Ex-presidente da Fifa condena interferência de Trump sobre cartão vermelho
"O futebol nunca deve se tornar um playground para o poder político", disse Joseph Blatter
O ex-presidente da Fifa Joseph Blatter (foto) publicou uma mensagem para condenar a interferência do presidente Donald Trump na retirada do cartão vermelho para o atacante Balogun.
Segundo o jornal The New York Times, o presidente americano acionou o atual presidente da Fifa, Gianni Infantino, antes de a entidade decidir por cancelar o cartão e, como consequência, a suspensão do atacante americano para a partida contra a Bélgica.
“Cartões vermelhos não são revertidos por ligações políticas.
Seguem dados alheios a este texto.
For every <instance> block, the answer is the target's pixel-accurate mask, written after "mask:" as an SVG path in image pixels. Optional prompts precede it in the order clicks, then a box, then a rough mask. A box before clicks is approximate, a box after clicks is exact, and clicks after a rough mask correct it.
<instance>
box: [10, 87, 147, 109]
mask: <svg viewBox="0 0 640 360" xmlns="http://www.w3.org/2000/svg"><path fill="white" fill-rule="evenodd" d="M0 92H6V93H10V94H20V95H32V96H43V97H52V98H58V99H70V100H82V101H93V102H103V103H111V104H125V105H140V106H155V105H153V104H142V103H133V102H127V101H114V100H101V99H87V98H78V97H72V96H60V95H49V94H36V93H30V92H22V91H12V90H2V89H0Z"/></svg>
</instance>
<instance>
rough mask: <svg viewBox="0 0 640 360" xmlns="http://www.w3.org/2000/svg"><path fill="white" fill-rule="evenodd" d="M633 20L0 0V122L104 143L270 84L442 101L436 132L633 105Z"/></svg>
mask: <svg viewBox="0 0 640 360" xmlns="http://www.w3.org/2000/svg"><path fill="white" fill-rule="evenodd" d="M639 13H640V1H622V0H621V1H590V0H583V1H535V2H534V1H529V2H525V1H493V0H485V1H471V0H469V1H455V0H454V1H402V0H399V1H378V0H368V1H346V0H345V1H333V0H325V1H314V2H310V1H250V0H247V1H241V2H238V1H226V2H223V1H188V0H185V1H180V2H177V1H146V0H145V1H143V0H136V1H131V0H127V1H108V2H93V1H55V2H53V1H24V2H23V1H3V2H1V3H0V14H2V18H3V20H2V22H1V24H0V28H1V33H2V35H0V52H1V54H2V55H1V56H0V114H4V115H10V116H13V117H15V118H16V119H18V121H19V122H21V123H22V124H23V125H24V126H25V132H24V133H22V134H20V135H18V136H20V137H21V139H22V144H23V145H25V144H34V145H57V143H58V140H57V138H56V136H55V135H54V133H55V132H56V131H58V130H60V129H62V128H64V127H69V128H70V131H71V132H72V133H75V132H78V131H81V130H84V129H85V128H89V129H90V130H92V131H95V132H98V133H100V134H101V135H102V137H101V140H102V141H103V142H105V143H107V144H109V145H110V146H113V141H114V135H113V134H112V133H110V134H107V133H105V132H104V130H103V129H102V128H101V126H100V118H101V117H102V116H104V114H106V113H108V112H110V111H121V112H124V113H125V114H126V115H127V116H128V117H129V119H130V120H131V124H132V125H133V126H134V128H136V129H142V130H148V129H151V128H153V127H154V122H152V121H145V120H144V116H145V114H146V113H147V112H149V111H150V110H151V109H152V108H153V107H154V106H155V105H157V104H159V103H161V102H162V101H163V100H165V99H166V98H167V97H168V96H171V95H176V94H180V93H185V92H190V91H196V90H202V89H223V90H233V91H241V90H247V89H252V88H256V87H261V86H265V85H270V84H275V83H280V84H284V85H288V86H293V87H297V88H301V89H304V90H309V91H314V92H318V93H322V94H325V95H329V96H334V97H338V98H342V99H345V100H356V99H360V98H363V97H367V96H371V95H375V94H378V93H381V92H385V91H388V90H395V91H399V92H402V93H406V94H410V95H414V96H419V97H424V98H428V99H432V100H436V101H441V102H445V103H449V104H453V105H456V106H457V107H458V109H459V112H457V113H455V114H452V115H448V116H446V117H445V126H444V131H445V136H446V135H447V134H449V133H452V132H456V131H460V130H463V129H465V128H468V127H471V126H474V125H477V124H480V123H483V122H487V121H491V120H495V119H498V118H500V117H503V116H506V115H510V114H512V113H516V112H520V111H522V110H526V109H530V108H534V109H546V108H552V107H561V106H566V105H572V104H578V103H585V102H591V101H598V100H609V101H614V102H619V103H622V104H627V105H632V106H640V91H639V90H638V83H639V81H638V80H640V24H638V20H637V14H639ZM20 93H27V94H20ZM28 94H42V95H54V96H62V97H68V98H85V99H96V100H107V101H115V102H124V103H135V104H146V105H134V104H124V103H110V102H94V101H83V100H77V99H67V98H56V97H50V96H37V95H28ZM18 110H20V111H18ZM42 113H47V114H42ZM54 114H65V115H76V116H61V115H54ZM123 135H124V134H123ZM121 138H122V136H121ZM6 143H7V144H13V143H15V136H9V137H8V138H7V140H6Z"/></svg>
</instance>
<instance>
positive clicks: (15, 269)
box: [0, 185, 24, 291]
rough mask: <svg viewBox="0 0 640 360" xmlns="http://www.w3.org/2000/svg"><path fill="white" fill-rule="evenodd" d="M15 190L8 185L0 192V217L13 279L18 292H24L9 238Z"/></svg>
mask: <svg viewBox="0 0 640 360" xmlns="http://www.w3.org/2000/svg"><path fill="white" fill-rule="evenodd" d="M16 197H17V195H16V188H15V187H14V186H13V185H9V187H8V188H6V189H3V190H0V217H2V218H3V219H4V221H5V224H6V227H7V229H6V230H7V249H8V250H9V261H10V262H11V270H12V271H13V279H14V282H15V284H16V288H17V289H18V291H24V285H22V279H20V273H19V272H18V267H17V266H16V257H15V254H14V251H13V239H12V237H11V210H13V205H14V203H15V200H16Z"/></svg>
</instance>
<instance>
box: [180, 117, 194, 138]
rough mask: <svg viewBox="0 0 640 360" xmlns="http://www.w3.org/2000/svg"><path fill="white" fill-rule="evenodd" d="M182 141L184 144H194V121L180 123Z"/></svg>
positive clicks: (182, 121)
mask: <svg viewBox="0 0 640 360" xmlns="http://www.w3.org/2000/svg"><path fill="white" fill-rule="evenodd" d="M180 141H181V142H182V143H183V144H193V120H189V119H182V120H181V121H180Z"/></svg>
Eles são revertidos por regras, evidências e órgãos independentes. Se um Presidente dos EUA intervém com o Presidente da FIFA — e um jogador é subitamente absolvido antes de uma partida eliminatória da Copa do Mundo —, a questão é inevitável: Quo vadis [para onde vais], FIFA?”, questionou Blatter em seu perfil no X.
“O futebol nunca deve se tornar um playground para o poder político”, acrescentou Blatter.
Era Blatter
Mais conhecido como Sepp Blatter, o suíço foi presidente da Fifa por 17 anos, como sucessor do brasileiro João Havelange, e só deixou o posto, em 2015, porque foi arrebatado por um escândalo de corrupção que o baniu do futebol por 12 anos, numa punição que termina em 2028.
Em 2011, Blatter autorizou um pagamento de cerca de 2 milhões de francos suíços (cerca de 12 milhões de reais na época) a Michel Platini, ex-presidente da UEFA.
As autoridades suíças investigaram isso como fraude, falsificação de documentos, gestão desleal e apropriação indébita de fundos da Fifa. Blatter foi acusado formalmente em 2021, mas acabou absolvido em primeira instância.
O Ministério Público suíço recorreu, mas, em março de 2025, um tribunal de apelação o absolveu novamente. Em agosto de 2025, o Ministério Público suíço encerrou definitivamente o caso, sem recorrer mais.